How America Clicked with the TV Remote
Nobody is ever going to list the TV remote as one of the most important inventions of all time. Maybe not even of the second half of the 20th century. But if the remote had never been invented, life would be meaningfully different. Think about it: if we all still had to get up from our couches and trudge across the room to change the station, there'd be no such thing as channel surfing. (Then again, we'd be thinner from the calories we burned.) Dealing with more than a handful of stations would be impossibly unwieldy, too -- no remote control, no 500-channel universe.
In short, the TV remote matters -- and it's it worth pausing to remember some of the most significant models to appear since 1950, plus a not-so-significant curiosity or two.

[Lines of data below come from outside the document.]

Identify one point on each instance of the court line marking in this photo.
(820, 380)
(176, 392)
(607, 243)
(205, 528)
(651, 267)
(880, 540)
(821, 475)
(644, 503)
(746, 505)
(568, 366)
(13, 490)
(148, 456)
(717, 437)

In 1950, Zenith introduced America to the whole mindbending idea of controlling a TV from across the room. It did so with a remote with an inspired name: Lazy Bones. (Too bad it didn't catch on as a generic term for the entire category.) Lazy Bones only let you change the station. And it's not clear in this ad, but it was a wired remote. Even that was a mighty appealing concept -and wired remotes lasted at least into the 1980s. (My first VCR had one.)
Shoot your TV
Five years later, Zenith rendered Lazy Bones obsolete with Flash-Matic, its first wireless remote. It resembled a Buck Rogers ray-gun, and people using it in ads looked alarmingly like they were zapping their TV sets. But it was pretty much just a flashlight: you performed different functions by aiming it at different corners of the screen. One of its innovations: you could use it to mute the audio, which Zenith promoted as being a great antidote to pesky commercials.